The output should include:
- Daily caloric total
- Macronutrient breakdown
- Meals with exact foods, portions, and timing
"""
)

print(f"Version 1 Average Score: {results_v1['average_score']}/10")

# Version 2: Improved
def run_prompt_v2(prompt_inputs):
    prompt = f"""
You are a certified sports nutritionist.

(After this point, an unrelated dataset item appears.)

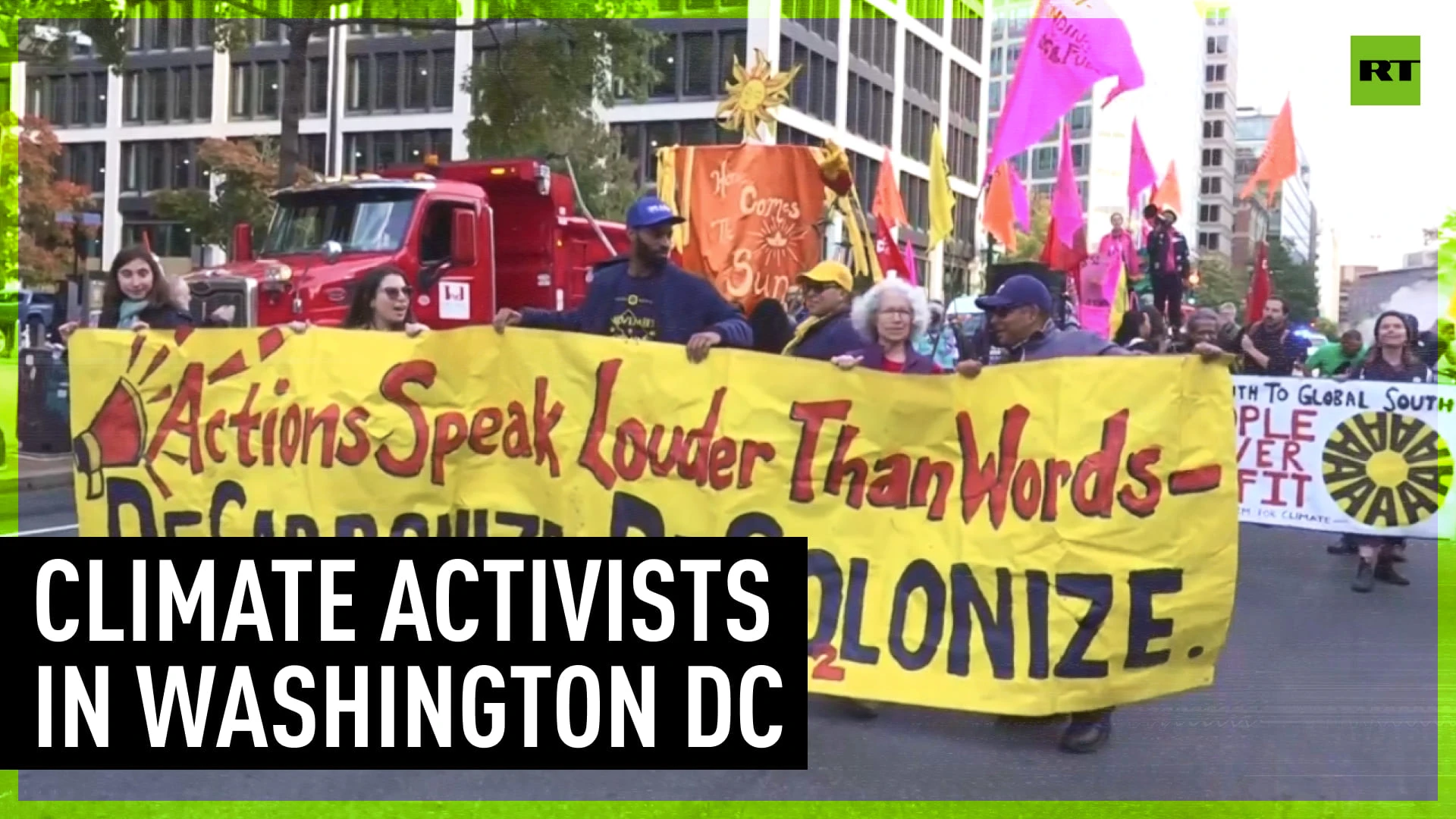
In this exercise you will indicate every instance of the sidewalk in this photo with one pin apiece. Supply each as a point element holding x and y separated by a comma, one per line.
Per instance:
<point>44,471</point>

Create a detailed 1-day meal plan.

**Athlete Profile:**
- Height: {prompt_inputs["height"]}
- Weight: {prompt_inputs["weight"]}
- Goal: {prompt_inputs["goal"]}
- Dietary restrictions: {prompt_inputs["restrictions"]}

Include daily totals, 4-5 meals with specific foods and portions, and meal timing.
"""
    messages = []
    add_user_message(messages, prompt)
    return chat(messages)

results_v2 = evaluator.run_evaluation(
    run_prompt_function=run_prompt_v2,
    dataset_file="dataset.json",
    extra_criteria="""
The output should include:
- Daily caloric total
- Macronutrient breakdown
- Meals with exact foods, portions, and timing
"""
)

print(f"Version 2 Average Score: {results_v2['average_score']}/10")
print(f"Improvement: +{results_v2['average_score'] - results_v1['average_score']}")

Key Takeaways

Start simple: Establish a baseline before optimizing
Measure everything: Use objective scores to track progress
Iterate systematically: One change at a time, evaluate, repeat
Use the feedback: Let evaluation results guide your improvements
Document your journey: Track what works and what doesn't
Know when to stop: Hit your target score or reach diminishing returns

Systematic prompt engineering transforms guesswork into science, ensuring every change you make is backed by data and moves you closer to production-ready prompts.